How does the mass of an egg change after being submerged in distilled water, 5% salt solution & 15% salt solutions for 15 minutes?

 

Hypothesis:

If an egg is placed in the 5% salt solution then its mass will decrease slightly. If an egg is placed in the 15% salt solution then its mass will decrease and it will become even smaller than the egg placed in the 5% salt solution. If an egg is place in distilled water then it will swell and its mass will increase.

 

Procedure:

  1. Collect three decalcified eggs (eggs without their outer shell) and determine the dry mass of each egg by individually putting the eggs into a weighing boat and placing them on a balance.
  2. Record the weight of each egg on the data table (on Mac Airs)
  3. Get three 250mL beakers
  4. Fill one beaker with 150mL of 5% salt solution and, using a Sharpie, label it (indicating it’s the 5% salt solution)
  5. Fill a second beaker with 150mL of 15% salt solution and, using a Sharpie, label it (indicating it’s the 15% salt solution)
  6. Fill the 3rd beaker with 150mL of distilled water and, using a Sharpie, label it (indicating it’s the distilled water)
  7. Making sure to record which egg is being placed into what beaker, carefully place the 3 individual eggs into their own beaker using the spoon.
  8. After the eggs have been in the beakers 15 minutes, remove them from the beakers using the spoon, and place them back into the weighing boat and weigh them on the balance.
  9. Record the weight of each egg and any qualitative data in the appropriate column on the data table.
  10. Subtract the ‘before’ mass from the ‘after’ mass and record the results in the appropriate column on the data table.
  11. Calculate the percent change in mass and record it in the appropriate column on the data table.
  12. Analyze the information using a data table.

 

Variable:

The independent variable is the salt concentration of the solutions, the thing added to an experiment that causes the dependent variable to change.

The dependent variable is the eggs, the variable being observed.

 

Control:

The control is the egg’s mass without any solution, what is used to show what would happen if  nothing was done to the egg.

 

Constants:

The constants are the 250mL beakers, the temperature of the solutions, the amount of solution (150mL), the type of eggs, the time in the solutions, and the balance.

 

Materials:

 

Data Table:

How Does the Mass of  Decalcified Eggs Change After Being Submerged in Distilled Water and 5%  &  15% Salt Solutions for 15 Minutes?

Graph:


Conclusion:

This lab studied how the percentage of salt solute effects the mass of an egg.

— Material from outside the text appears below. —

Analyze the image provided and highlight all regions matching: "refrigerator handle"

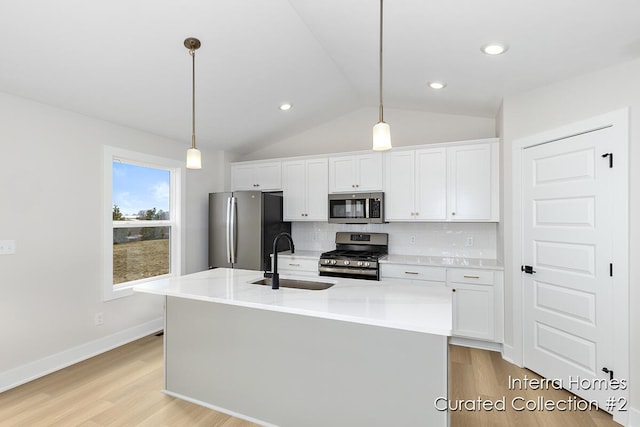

The hypothesis stated that the egg in the 5% salt solution would have a slight decrease in mass size, that the egg in the 15% salt solution would have the largest amount of change (and would have the largest decrease in mass), and that the egg in the 0% salt solution/distilled water would be the only egg to increase its mass size. The data from the experiment contradicted the hypothesis.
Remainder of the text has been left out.